Financial highlights first half 2023

Turnover increased by 5.3% to € 947.6 million (H1 2022: € 899.7 million). All segments contributed to the growth in turnover.

Added value increased to 49.1% (H1 2022: 47.0%).

EBITA before one-off income and expenses at € 119.8 million, up 3.6% (H1 2022: € 115.6 million), driven by EBITA growth at Smart Vision and Smart Connectivity systems; as expected, Smart Manufacturing systems recorded a decline in EBITA due to component shortages.

Order book up 2.9% to € 999.9 million (December 31, 2022: € 971.9 million), strong growth in order book at Smart Manufacturing systems.

ROS stable at 12.6% (H1 2022: 12.8%).



Strategic highlights first half 2023

Solid progress in the further rollout of € 200 million Strategic Investment Program, with planned capacity expansions on schedule.

Further progress in strategic positioning across all segments to benefit from favorable underlying megatrends.

Acquisition of machine vision software designer and provider Euresys, announced divestment of connectivity distribution activities in France.



Outlook

For the full year 2023, assuming full-year contribution from connectivity distribution activities in France, TKH expects an EBITA before one-off income and expenses of between € 237 million and € 247 million (2022: € 234.8 million).




Alexander van der Lof, CEO of technology company TKH: “We continued to perform well in H1 2023 and managed to improve our added value across all segments as we strengthened our positioning. The demand for our technologies continues to grow, leading to further growth in turnover and EBITA for the group. We closed the half year with a record order book, mainly in Smart Manufacturing. We are seeing an easing of the supply chain issues of critical components at Smart Manufacturing, which has led to an improvement of Smart Manufacturing results during Q2, and we expect this trend to continue for the remainder of 2023. We also made good progress in reaching our ESG targets and see ESG as one of our main priorities.

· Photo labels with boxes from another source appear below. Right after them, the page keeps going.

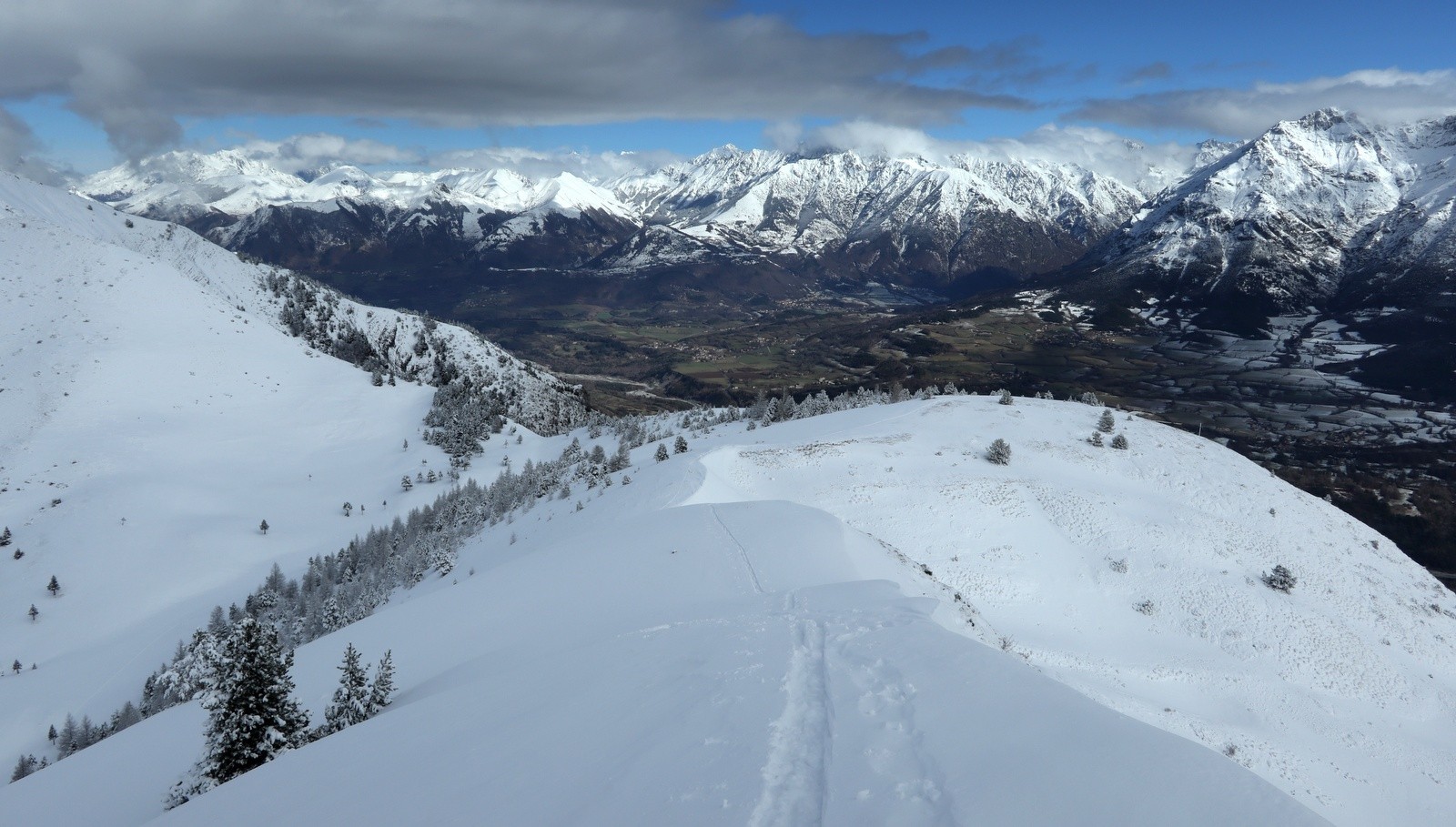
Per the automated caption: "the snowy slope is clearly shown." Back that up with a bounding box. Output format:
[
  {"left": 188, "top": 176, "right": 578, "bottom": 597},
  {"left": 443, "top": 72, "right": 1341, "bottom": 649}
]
[
  {"left": 0, "top": 400, "right": 1325, "bottom": 825},
  {"left": 77, "top": 150, "right": 632, "bottom": 220},
  {"left": 0, "top": 175, "right": 580, "bottom": 774},
  {"left": 0, "top": 398, "right": 1456, "bottom": 824},
  {"left": 689, "top": 398, "right": 1456, "bottom": 824},
  {"left": 616, "top": 147, "right": 1143, "bottom": 272},
  {"left": 78, "top": 146, "right": 1143, "bottom": 289},
  {"left": 1082, "top": 109, "right": 1456, "bottom": 308}
]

We continue to focus on the execution of our Accelerate 2025 strategy. Our € 200 million Strategic Investment Program is progressing according to plan, with no delays in the construction of our capacity expansions. We acquired a leading high-tech machine vision software designer and provider, Euresys, and announced the divestment of our connectivity distribution activities in France, allowing us to put further strategic focus on our differentiating and innovative power in smart technologies to drive added value at higher levels.

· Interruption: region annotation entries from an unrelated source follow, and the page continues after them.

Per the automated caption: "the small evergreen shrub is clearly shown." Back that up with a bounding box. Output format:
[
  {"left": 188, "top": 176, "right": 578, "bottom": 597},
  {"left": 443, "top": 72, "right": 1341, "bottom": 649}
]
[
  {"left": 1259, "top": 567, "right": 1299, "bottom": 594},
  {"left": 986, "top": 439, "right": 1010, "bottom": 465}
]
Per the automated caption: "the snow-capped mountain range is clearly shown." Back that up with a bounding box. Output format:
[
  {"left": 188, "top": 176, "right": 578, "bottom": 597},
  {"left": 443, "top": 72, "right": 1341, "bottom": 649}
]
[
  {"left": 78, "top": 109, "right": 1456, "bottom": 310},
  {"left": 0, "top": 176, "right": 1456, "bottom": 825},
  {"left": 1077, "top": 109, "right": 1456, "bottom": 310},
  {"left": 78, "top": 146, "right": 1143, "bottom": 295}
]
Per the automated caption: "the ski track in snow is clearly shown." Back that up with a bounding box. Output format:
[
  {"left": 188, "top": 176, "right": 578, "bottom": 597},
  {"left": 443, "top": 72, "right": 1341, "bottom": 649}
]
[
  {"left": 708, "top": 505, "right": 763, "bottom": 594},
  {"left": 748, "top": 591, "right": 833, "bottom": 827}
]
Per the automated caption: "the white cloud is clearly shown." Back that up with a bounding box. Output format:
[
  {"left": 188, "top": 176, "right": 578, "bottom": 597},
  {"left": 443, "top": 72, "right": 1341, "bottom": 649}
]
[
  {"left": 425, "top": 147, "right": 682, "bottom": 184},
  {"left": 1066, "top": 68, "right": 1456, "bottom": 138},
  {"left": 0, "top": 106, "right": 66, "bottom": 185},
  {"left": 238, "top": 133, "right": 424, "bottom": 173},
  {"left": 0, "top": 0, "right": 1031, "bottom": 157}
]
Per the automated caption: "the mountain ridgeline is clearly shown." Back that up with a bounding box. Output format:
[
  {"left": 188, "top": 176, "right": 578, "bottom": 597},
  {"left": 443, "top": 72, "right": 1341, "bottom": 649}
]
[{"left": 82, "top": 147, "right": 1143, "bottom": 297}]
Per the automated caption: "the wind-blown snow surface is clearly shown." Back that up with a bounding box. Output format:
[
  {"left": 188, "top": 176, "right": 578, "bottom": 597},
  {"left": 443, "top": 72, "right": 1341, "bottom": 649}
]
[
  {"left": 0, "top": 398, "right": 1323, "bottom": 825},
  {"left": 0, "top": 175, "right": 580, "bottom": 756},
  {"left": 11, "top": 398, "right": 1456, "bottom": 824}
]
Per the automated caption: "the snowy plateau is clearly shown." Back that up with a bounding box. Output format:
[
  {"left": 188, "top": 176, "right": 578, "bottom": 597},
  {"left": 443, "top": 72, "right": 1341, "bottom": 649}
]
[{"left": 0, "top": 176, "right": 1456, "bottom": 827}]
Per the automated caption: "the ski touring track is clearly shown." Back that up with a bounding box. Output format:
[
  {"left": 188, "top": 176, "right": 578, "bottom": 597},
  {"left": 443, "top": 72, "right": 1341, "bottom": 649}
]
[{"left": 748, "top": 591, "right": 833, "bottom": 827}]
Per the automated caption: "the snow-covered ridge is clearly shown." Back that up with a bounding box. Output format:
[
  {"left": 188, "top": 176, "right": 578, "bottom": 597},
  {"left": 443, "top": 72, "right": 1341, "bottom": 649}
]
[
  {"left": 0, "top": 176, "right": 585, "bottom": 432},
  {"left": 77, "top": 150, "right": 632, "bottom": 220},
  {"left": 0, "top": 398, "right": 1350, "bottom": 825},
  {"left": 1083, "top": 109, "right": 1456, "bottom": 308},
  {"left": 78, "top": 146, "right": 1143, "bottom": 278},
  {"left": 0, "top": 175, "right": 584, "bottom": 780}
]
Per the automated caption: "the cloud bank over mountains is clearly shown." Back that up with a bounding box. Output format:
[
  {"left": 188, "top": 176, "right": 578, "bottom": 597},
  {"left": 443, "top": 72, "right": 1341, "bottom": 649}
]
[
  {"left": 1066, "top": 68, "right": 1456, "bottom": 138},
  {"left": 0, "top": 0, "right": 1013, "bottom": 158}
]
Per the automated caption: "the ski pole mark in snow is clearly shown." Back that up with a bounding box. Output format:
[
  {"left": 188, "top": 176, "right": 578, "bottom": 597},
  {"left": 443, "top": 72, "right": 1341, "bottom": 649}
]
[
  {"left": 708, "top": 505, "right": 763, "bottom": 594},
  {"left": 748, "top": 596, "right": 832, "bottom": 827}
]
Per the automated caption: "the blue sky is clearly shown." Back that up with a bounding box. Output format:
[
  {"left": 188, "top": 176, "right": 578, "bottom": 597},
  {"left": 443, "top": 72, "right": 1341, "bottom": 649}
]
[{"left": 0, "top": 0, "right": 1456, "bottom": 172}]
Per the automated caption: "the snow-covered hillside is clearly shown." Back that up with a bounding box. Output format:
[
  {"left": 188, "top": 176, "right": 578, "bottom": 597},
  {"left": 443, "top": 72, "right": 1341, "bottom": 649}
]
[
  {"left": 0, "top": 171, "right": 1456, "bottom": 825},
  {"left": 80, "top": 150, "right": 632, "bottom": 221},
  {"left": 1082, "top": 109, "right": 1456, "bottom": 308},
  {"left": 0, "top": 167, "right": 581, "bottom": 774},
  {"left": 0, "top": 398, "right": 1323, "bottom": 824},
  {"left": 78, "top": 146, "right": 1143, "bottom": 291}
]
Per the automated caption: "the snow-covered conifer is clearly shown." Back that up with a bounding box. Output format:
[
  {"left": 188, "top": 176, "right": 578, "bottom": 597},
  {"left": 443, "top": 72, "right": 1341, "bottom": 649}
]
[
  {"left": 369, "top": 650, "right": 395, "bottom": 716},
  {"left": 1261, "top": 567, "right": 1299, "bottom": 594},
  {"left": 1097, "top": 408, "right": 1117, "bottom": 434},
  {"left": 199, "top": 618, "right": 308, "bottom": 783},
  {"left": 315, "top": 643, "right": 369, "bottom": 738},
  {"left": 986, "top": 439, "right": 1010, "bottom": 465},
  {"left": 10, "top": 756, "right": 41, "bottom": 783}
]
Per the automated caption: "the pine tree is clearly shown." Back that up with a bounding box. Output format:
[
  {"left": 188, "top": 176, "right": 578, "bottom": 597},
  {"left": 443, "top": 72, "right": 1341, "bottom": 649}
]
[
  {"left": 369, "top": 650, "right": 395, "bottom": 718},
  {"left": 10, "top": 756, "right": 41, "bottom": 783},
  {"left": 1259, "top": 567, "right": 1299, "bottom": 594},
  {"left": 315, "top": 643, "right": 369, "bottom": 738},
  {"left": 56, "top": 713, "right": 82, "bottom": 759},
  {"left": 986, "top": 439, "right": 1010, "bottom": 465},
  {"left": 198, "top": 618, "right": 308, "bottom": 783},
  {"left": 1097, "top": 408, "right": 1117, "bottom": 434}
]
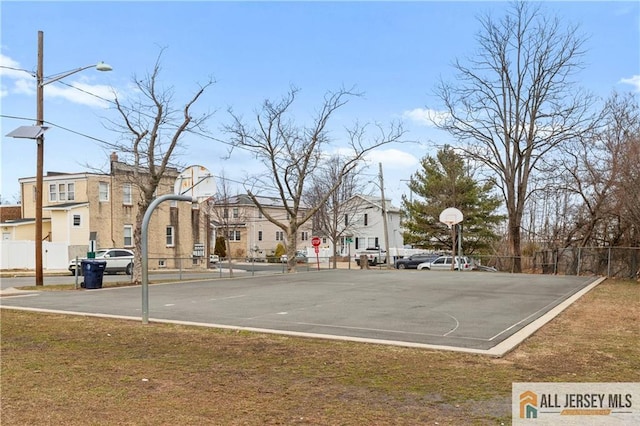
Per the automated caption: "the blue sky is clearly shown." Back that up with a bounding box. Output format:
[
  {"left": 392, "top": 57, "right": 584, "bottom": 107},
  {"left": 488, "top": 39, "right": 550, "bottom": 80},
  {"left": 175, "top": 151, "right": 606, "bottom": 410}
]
[{"left": 0, "top": 0, "right": 640, "bottom": 206}]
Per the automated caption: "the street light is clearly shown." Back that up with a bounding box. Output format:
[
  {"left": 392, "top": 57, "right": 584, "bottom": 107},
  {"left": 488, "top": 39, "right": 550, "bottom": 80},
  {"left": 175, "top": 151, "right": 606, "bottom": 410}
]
[{"left": 7, "top": 31, "right": 112, "bottom": 286}]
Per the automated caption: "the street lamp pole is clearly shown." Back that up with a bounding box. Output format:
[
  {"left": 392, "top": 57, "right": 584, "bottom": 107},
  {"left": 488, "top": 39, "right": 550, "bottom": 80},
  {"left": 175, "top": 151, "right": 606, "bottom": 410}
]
[
  {"left": 378, "top": 163, "right": 391, "bottom": 268},
  {"left": 28, "top": 31, "right": 111, "bottom": 286}
]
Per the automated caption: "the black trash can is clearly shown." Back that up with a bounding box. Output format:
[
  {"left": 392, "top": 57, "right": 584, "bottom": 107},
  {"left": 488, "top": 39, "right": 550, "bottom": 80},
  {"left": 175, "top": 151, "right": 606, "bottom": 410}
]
[{"left": 81, "top": 259, "right": 107, "bottom": 289}]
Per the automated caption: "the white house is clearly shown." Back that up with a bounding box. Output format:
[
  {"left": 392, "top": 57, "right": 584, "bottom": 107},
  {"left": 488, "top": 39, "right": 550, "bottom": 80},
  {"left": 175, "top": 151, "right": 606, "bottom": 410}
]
[{"left": 328, "top": 195, "right": 404, "bottom": 257}]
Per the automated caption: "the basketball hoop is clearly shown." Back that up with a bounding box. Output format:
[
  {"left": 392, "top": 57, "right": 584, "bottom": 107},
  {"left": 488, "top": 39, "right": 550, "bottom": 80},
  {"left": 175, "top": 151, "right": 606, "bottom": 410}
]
[{"left": 440, "top": 207, "right": 464, "bottom": 228}]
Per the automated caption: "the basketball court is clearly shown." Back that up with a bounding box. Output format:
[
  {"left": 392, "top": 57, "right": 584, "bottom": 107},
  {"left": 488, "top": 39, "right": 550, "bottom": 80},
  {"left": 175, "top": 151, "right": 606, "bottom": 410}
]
[{"left": 2, "top": 270, "right": 602, "bottom": 356}]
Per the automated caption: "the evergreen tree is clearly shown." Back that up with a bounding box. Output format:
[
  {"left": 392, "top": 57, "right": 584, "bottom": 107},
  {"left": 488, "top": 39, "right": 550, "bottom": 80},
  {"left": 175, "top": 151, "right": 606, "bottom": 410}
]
[{"left": 402, "top": 145, "right": 504, "bottom": 254}]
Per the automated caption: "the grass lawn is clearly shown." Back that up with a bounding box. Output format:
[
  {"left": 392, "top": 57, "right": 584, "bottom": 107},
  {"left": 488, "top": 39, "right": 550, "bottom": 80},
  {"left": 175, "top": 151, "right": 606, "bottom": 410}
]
[{"left": 0, "top": 280, "right": 640, "bottom": 425}]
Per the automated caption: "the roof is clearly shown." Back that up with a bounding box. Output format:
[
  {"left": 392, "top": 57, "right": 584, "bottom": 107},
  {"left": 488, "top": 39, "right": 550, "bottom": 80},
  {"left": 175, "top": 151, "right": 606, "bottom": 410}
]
[
  {"left": 42, "top": 202, "right": 89, "bottom": 210},
  {"left": 0, "top": 217, "right": 51, "bottom": 227}
]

We expect to continue to grow organically in H2 2023, largely driven by Smart Manufacturing. The market conditions for our 2D and 3D machine vision companies became more challenging during Q2 due to industry headwinds. The underlying market dynamics, however, remain strongly driven by automation, and we will continue to invest in strengthening our leading market positions. We will also continue to invest in strengthening our other core technologies to secure the longer term growth opportunities from the megatrends of automation, digitalization, and electrification.”